Parlando di lupi si può anche ridere in compagnia. Nei paesi accade tutte le volte che qualcuno in città se ne spaventa vedendone uno troppo vicino alla sua civiltà. Solo allora dalla parte del lupo. In realtà non è mai lecito scherzare o ridere di lupi nei bar di montagna. Evocarlo incupisce la voce di chi lo fa e zittisce quelli che ascoltano. Del lupo non si può ridere se si pensa alle bestie, alle stalle e alle aie che sono anche tue e se sei di montagna non lo fai mai. Ne ridi solo se un turista dice di esserne stato inseguito tornando dal monte oppure leggendo sui giornali di sindaci della bassa preoccupati per avvistamenti nei giardini di casa. Grazie a quei lupi maleducati ci si è ricordati finalmente che esiste una montagna alle spalle delle città. Se non è abitabile da cose buone ne verranno di spaventose. La montagna è selvatica: come il suo cielo che ti obbliga ad aspettarti di tutto, i suoi torrenti che diventano piene. La sua gente è capace di risponderti male se la richiami a tenersi i suoi lupi. “In bocca al lupo” non glielo puoi dire e se ti risponde “viva!” lo ha imparato in città e se la vuole tirare. Il selvatico non lo compri, non lo raggiri con un comunicato stampa, non lo controlli con un censimento o un radiocollare. Non lo puoi nemmeno rimandare a scuola a cinquant’anni. Se ti interessa il suo devi amarlo, scoprire che sei uno dei suoi e, con lui, volerti ritrovare anche tu.

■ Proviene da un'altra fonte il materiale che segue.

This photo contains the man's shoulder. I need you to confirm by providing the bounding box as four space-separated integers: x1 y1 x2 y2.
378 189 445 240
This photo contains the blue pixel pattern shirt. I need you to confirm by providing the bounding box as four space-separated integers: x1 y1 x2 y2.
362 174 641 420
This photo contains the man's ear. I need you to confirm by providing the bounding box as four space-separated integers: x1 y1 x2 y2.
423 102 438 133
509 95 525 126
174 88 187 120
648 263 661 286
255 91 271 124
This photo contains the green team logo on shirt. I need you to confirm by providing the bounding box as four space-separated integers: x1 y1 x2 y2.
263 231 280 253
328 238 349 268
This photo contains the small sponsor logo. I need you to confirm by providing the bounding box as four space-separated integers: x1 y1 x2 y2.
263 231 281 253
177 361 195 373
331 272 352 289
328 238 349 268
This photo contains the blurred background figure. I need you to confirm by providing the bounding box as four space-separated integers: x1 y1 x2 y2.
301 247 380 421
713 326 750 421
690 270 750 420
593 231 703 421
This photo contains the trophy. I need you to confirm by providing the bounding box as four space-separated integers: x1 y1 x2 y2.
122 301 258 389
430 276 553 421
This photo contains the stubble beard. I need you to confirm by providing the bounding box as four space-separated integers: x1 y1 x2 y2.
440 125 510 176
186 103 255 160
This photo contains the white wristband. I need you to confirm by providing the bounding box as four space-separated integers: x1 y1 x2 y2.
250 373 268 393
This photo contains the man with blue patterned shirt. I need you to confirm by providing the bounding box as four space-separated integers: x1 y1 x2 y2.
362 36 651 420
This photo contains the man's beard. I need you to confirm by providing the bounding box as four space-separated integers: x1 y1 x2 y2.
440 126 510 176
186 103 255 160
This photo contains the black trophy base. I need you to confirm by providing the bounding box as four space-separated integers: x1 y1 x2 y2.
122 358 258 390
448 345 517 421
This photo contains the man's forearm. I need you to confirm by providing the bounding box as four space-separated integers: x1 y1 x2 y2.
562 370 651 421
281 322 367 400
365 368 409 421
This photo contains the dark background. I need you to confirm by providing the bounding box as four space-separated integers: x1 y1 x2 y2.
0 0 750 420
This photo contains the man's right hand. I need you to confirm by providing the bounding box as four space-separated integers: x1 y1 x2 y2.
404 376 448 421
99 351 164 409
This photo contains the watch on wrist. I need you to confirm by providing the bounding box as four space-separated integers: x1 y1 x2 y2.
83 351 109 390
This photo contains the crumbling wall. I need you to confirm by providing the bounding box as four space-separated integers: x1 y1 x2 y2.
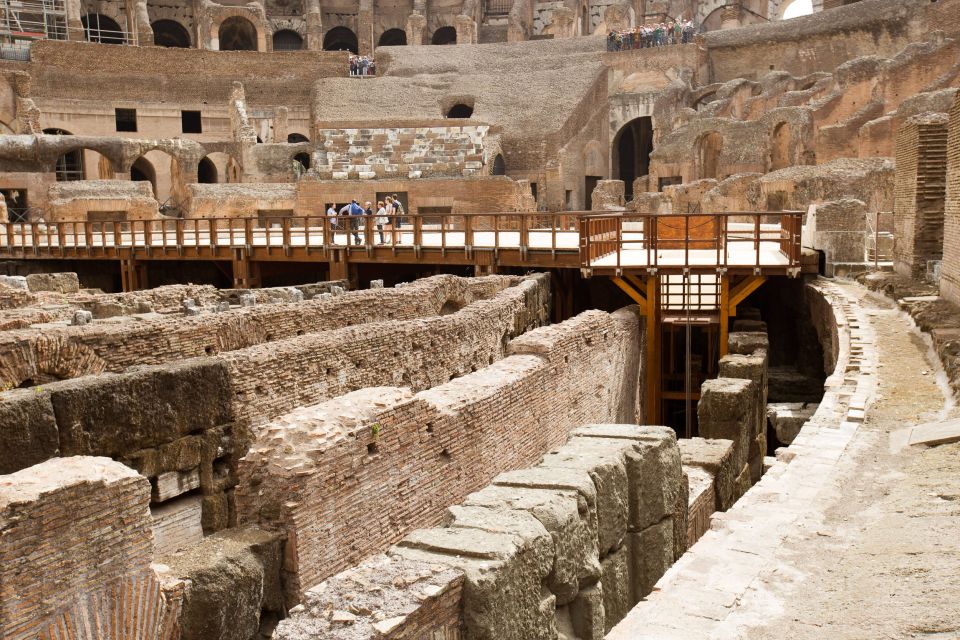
237 308 640 601
275 424 686 640
940 93 960 303
0 457 175 640
893 113 948 279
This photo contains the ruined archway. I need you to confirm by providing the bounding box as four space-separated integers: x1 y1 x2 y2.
697 131 723 180
377 29 407 47
430 27 457 44
770 122 792 171
150 20 190 49
323 27 359 54
197 158 217 184
217 16 257 51
80 13 127 44
616 116 653 200
273 29 303 51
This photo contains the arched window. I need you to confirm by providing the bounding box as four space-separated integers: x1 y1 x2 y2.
430 27 457 44
613 116 653 200
447 103 473 118
43 129 83 182
323 27 359 53
377 29 407 47
130 156 157 196
197 158 218 184
273 29 303 51
80 13 127 44
150 20 190 49
217 16 257 51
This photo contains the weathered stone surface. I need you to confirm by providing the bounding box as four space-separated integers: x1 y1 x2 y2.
0 387 60 474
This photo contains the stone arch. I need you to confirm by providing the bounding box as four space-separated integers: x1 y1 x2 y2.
80 13 127 44
377 29 407 47
430 26 457 44
696 131 723 180
610 116 653 200
150 19 191 49
217 15 260 51
197 156 220 184
0 335 107 389
273 29 303 51
768 122 793 171
323 27 360 54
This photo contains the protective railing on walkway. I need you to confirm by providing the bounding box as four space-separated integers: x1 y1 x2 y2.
580 211 803 274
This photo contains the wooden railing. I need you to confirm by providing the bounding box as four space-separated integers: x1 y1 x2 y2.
580 211 803 272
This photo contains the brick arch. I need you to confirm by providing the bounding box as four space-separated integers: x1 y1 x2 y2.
208 7 273 51
0 336 107 389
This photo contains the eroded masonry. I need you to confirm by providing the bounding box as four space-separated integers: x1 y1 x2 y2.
0 0 960 640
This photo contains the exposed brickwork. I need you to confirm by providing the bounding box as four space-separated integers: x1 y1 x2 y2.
237 310 639 598
940 94 960 303
893 114 947 279
0 457 169 640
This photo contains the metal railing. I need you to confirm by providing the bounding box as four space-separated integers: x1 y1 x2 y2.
580 211 803 272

“Eccoli che scappano!”. Erika ci sorprese improvvisamente alzando lo sguardo fuori tra la finestra e gli alberi dietro la casa. “E’ più forte di loro, mi scappano per andare nel bosco, ogni scusa è buona e nemmeno gli serve per davvero. Vedrete che vanno a prugnoli, adesso è così, da quando glieli ha insegnati mio padre non si tengono più, se ne vanno di nascosto appena li lascio e di ritorno trovo la frittata già fatta. Ragazzi selvatici”.

Io e Giovanni la guardammo sorridendo, e anche lei guardò nuovamente fuori allo stesso modo: l’esclamazione improvvisa che poteva sembrare addirittura un rimprovero ne malcelava invece una lieve soddisfazione. Selvatico, inflesso da una madre di paese, è il più bel complimento che si possa rivolgere a un figlio ancora bambino. Per chi è venuto su così i ricordi più profondi sono quelli fuori dalle regole. Dei pomeriggi nei quali qualcosa attorno ti ha preso e ti ha fatto inesorabilmente suo. Un nonno non tuo, uno stagno, una volpe domestica, il vento sopra di te, il suo gioco con le cornacchie, il segreto di un ruscello che sarai tu a rivelare risalendolo oltre i suoi limiti. Ne cerchi le storie e il loro ascolto ti rende sordo alle regole imposte e al galateo convenuto lontano da lì. Il creatore sei tu.

Le madri di montagna, anche le nonne, conservano un segreto educativo profondo nel filo invisibile che le lega a figli che se ne vanno per boschi prima dei compiti. Mio padre era uno di questi. Quel filo lo ha lasciato andare per quanto occorreva e lo ha riportato a casa ogni volta che doveva essere fatto. Tutto quello che so di come vive un paese l’ho imparato da quello che fa. La terza elementare se l’è guadagnata facendo la legna per la stufa della scuola. La legna, la vita e quei fili lo hanno laureato in paesologia. Un ragazzo selvatico. Paesologo lui lo è per davvero.